You might be surprised by the answer and by the ethics rules that apply. I explain the relevant U.S. rules here.
First, you need to know where to look.
THE USPTO HAS ETHICS RULES AND DISCIPLINES ATTORNEYS WHO VIOLATE THEM.
Many attorneys (that includes many U.S.-licensed attorneys) aren’t aware that the USPTO (a) has ethics rules and (b) disciplines attorneys who violate them. Many American attorneys focus primarily on the Rules of Professional Conduct applicable in the state(s) where they are licensed. But by statute, any attorney practicing before the USPTO is subject to the USPTO Rules of Professional Conduct (see 37 C.F.R. §§ 11.101 et. seq.) and to the disciplinary jurisdiction of the USPTO (see 37 C.F.R. § 11.19(a)). You can read the Rules here.
These rules are enforced by the USPTO Office of Enrollment and Discipline (OED). Sanctions can be severe and include suspension from practice as an attorney before the USPTO. You can find full-text copies of the disciplinary decisions of the OED here.
Another important source of guidance is the Official Gazette. From time to time, the Commissioner for Patents and Trademarks publishes ethics-related “Notices” in the Official Gazette. The 2 Notices most relevant to this topic are here and here.
You can access other Official Gazette Notices here.
So when you comb through all this guidance, what does it say about these international relationships? As far as the USPTO is concerned:
THE CLIENT IS THE TRADEMARK APPLICANT/OWNER, NOT THE FOREIGN ASSOCIATE.
If Juan (an attorney licensed outside the U.S.) contacts Mary (a U.S.-licensed attorney) to file a trademark application for Juan’s client, Fankle, Inc. (also domiciled outside the U.S.), is Mary’s client Juan or Fankle, Inc.? Under U.S. ethics rules, it’s the trademark applicant/owner (Fankle, Inc.), NOT the foreign associate (Juan).
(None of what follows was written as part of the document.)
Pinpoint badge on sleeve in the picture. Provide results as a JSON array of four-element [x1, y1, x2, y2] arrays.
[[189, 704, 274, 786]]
The USPTO was very clear about this in its 1988 Notice:
"In some instances, practitioners deal with a corporate liaison or foreign agent. Such arrangements do not automatically change the person whom practitioner represents, e.g., the inventor or trademark owner. The fact that a U.S. practitioner receives instructions from the inventor or trademark owner through a foreign attorney or agent does not change the fact that the client is still the inventor or trademark owner rather than the foreign attorney or agent." (emphasis supplied)
Significantly for U.S.-licensed counsel, this means the duties they owe to clients flow through to the trademark applicant/owner.
This information was posted on January 6, 2021 and was accurate as of the date of writing. However, the law changes frequently, and readers should not rely solely on general online information but instead should consult a licensed attorney by asking questions about their specific issues when they need legal advice.